Rachel Ingalls (1940-2019)
March 8, 2019
We were saddened to hear of the passing of beloved (but neglected) cult author Rachel Ingalls, whose beguiling books have become favourites of many of our staff. Though she began earning awards and accolades with her very first short novel, Theft (1970), her work has nevertheless remained obscure, partly due to her preferred formats (stories and novellas) as well as her own aversion to publicity.
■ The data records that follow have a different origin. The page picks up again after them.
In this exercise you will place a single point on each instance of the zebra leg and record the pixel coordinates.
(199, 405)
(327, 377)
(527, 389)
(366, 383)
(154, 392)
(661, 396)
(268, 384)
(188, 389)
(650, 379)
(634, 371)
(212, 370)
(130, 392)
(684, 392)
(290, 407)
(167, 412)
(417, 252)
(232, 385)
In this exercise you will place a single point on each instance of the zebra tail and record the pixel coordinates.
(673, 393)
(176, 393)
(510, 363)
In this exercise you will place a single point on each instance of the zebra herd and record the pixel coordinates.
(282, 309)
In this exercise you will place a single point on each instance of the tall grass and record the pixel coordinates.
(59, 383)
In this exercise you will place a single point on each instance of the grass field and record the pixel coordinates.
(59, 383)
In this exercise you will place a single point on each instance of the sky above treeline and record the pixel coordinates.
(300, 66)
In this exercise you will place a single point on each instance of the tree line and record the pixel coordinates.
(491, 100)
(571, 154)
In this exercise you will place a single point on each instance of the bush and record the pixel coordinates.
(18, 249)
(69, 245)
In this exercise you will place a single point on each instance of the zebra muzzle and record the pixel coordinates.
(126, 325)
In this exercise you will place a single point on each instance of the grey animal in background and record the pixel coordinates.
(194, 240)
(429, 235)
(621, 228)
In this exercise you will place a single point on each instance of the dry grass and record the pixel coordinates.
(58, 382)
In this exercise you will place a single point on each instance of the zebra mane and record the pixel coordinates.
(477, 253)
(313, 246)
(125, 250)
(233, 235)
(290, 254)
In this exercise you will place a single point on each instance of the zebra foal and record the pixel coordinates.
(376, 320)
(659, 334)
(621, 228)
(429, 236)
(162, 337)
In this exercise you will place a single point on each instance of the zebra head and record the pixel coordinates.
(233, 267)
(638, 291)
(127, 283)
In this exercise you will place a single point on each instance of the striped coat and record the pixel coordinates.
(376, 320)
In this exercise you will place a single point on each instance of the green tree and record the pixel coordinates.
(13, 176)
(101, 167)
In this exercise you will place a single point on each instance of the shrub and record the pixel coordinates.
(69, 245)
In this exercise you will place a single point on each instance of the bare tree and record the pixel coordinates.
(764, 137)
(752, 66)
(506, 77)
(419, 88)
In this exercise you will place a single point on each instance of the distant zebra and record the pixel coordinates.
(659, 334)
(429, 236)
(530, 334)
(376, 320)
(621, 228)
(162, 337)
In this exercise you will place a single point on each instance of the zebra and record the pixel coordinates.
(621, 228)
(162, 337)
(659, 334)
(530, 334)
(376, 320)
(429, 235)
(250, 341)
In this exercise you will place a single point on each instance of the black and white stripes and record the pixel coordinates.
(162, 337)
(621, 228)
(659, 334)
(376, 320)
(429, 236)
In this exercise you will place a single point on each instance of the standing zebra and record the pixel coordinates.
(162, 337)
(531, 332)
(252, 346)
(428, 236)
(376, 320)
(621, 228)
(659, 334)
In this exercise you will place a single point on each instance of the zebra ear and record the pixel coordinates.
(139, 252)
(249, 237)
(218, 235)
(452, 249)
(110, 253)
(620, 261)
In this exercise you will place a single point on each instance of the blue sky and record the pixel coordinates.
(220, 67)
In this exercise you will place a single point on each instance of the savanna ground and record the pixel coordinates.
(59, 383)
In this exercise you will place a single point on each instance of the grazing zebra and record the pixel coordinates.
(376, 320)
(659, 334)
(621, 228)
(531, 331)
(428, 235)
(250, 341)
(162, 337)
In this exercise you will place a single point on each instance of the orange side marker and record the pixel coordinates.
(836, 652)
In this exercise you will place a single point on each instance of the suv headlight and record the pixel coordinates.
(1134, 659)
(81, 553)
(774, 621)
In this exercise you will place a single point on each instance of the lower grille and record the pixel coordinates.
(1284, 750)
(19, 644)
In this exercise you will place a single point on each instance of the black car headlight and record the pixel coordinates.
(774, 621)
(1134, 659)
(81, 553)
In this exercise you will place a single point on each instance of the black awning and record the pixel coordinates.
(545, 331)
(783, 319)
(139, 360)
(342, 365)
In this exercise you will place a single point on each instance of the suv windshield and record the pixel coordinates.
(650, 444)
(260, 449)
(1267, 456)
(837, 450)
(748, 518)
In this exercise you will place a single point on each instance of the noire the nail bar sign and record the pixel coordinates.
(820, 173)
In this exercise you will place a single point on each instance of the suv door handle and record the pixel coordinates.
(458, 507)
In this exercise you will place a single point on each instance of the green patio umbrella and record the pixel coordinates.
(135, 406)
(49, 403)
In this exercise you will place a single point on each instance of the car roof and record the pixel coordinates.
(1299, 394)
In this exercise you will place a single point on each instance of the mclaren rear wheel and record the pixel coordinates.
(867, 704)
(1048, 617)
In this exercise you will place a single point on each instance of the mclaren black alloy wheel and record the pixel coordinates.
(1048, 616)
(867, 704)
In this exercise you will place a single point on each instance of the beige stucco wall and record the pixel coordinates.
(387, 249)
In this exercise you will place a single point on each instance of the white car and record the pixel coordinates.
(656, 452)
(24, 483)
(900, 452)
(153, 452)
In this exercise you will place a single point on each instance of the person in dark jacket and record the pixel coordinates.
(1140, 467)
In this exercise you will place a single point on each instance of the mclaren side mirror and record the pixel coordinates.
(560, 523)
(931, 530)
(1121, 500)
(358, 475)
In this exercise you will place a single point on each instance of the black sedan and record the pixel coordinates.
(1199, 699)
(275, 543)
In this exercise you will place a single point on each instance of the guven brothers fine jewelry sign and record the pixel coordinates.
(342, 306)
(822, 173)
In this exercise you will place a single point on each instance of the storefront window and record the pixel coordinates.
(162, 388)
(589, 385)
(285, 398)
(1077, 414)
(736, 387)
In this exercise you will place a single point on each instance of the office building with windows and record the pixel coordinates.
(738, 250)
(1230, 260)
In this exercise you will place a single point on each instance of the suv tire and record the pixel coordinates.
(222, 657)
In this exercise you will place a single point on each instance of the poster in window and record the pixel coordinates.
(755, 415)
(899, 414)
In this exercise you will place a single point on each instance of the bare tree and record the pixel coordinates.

In 1986, her novella Mrs. Caliban was named as one of the 20 greatest American novels since World War II (though born in Massachusetts, Ingalls immigrated to the United Kingdom in the early 1960s), which sparked wider interest in both the book and her career. Recently, she appeared in the spotlight again when many speculated that Mrs. Caliban had inspired Guillermo del Toro's Academy Award-winning film The Shape of Water, though Ingalls' novel was not credited, licensed, or acknowledged by the filmmaker. Her one full-length novel, Binstead's Safari, has just been reissued by New Directions, and we named it one of our picks of the week.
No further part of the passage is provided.